Planned reforms in New South Wales to improve building quality and compliance do not go far enough, a major architecture body says.
The Association of Consulting Architects (ACA) says plans announced this week by the NSW Government to appoint a new Building Commissioner to audit building design and construction and to accept most of the recommendations of the Shergold Weir report fail to address core issues associated with poor building practices.
In a statement, the ACA describe serious problems with a lack of regulatory enforcement in regard to compliance with the National Construction Code.
As well, the association says there are problems in respect of contracting practices which can see parties who are in the best position to manage and control project risk attempt to transfer the financial exposure in respect of those risks to others.
“Recent events at the Opal Tower in Sydney and the Neo200 in Melbourne have again focused attention on building quality, while many owners and tenants battle with less spectacular, but no less disheartening, efforts to repair leaky or substandard apartment buildings,” the ACA said in a statement.
“The NSW Government announcement of a new Building Commissioner does not fully get to the bottom of the issue. The Commissioner will audit people who work in the industry, requiring designers to sign off on their designs and builders to sign off that the building was built in accordance with those designs.
“In fact, architects, engineers and builders already ‘sign off’. It is not the National Construction Code that is deficient; rather, compliance with the Code and its regulatory enforcement are both lacking. This point was made clearly by industry representatives at the recent Building Ministers Forum in Hobart.
“The problems are very similar to those uncovered by the Banking Royal Commission.”
The ACA’s statement follows an announcement earlier this week by NSW Minister for Innovation and Better Regulation Matt Kean of a new plan for building regulation in that state which he said would help to guarantee building safety and enhance consumer protection.
As part of the changes, the government has committed to support most of the recommendations from the Shergold Weir report to improve building practices and regulation.
In particular, the government will require that:
- building designers, including engineers, declare that building plans specify a building that will comply with the National Construction Code
- builders declare that buildings have been built according to their plans; and
- requiring building designers and builders to be registered.
The government will also appoint a new Building Commissioner to act as an overall building regulator throughout the state.
This will include overseeing the licensing and auditing of practitioners.
Keen said the new laws would help to protect consumers against poor building design and construction and would ensure that those who control risks are held responsible for the outcome.
The fire protection industry has welcomed the plan.
Fire Protection Association of Australia chief executive officer Scott Williams said his organisation was ‘strongly encouraged’ by the announcement.
“Minister Kean’s announcement promises much-needed oversight and accountability for the New South Wales construction industry,” said FPA Australia CEO Scott Williams.

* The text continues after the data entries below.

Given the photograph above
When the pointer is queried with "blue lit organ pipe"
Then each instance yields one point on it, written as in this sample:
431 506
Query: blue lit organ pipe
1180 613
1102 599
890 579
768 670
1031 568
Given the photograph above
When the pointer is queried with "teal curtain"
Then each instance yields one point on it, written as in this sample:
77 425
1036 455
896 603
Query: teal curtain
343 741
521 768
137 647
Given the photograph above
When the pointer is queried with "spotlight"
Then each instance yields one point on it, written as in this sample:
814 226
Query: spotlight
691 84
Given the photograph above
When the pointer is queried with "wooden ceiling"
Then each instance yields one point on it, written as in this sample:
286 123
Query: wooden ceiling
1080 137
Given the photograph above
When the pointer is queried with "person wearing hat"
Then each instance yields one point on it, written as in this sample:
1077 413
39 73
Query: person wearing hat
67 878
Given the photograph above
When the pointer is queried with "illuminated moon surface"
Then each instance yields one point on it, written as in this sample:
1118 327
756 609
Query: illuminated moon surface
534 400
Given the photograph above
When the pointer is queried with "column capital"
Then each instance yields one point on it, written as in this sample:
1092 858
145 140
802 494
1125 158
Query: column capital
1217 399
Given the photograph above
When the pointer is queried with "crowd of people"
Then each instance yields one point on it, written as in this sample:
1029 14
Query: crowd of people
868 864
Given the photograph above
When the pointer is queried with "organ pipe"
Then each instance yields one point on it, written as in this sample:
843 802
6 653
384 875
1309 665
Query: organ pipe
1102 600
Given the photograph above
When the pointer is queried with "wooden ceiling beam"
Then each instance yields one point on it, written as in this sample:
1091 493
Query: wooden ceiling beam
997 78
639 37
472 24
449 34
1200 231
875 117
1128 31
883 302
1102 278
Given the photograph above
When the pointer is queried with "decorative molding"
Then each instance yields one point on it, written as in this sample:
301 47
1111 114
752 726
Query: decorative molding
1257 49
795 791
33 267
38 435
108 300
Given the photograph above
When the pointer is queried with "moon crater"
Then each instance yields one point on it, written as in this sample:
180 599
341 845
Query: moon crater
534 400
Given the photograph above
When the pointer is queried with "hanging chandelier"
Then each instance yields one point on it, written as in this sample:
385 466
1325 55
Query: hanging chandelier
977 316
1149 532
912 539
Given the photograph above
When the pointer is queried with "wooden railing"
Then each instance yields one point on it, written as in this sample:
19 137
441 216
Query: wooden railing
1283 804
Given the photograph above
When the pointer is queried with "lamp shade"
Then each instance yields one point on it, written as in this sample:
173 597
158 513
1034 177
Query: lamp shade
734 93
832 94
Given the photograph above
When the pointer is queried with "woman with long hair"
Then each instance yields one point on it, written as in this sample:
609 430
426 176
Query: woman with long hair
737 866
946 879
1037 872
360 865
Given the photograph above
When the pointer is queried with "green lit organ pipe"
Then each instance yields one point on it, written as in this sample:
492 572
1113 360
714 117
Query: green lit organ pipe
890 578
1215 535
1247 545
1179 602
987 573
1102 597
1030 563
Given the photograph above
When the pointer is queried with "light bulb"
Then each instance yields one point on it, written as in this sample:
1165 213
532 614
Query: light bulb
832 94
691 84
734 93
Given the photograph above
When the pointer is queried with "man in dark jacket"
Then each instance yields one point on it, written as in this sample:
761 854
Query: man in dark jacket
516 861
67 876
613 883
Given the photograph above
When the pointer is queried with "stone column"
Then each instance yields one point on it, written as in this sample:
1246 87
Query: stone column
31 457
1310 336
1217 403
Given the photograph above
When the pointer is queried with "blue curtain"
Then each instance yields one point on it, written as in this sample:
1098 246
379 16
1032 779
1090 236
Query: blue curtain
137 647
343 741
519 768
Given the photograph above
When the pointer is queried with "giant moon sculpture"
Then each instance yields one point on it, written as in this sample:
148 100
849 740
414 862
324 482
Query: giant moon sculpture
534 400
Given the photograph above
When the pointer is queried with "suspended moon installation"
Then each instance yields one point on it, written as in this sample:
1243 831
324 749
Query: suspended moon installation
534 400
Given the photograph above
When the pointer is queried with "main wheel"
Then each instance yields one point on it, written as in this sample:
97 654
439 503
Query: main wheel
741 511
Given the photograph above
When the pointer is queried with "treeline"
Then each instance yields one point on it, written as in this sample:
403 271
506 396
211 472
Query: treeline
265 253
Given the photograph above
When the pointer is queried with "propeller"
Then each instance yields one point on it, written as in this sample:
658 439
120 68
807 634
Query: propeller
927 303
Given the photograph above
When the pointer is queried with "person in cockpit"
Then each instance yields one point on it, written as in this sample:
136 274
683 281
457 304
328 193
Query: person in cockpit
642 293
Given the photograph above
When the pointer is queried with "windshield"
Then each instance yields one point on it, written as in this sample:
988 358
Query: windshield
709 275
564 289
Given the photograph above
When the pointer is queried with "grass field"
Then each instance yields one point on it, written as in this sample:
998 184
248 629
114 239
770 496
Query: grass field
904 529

“The fire protection industry has long advocated that building practitioners at all levels must have the necessary competence and be accredited to perform their job roles. Minister Kean’s announcement is an important step towards regaining consumers’ confidence in their buildings, and in those who design, build and maintain them.”
“The Association believes this affirmative action is overdue, and will go a long way to ensuring that buildings in NSW have the compliance and quality that the community deserves.”
But the ACA says the plans do not address underlying problems in several areas.
“A key point of the Shergold Weir report, which is lost in the concern for Code compliance, is the degree to which contemporary construction relies on contracting methods that do not encourage quality and durability,” it says.
“Developers and builders try to shift risk instead of reducing it, encourage product substitution, eliminate proper independent expert inspection at every stage of the project and change the design without reference to the designer to save a few dollars.
“Any newly appointed Building Commissioner should therefore not just concentrate on audits and ‘signing off’, but also investigate contracts, behaviours and relationships between all the parties involved in construction, maintenance and ownership of buildings.
“Architects – who too often have very little if any involvement on site – have an important and independent role to play in regaining the confidence of the public in the construction industry of tomorrow.”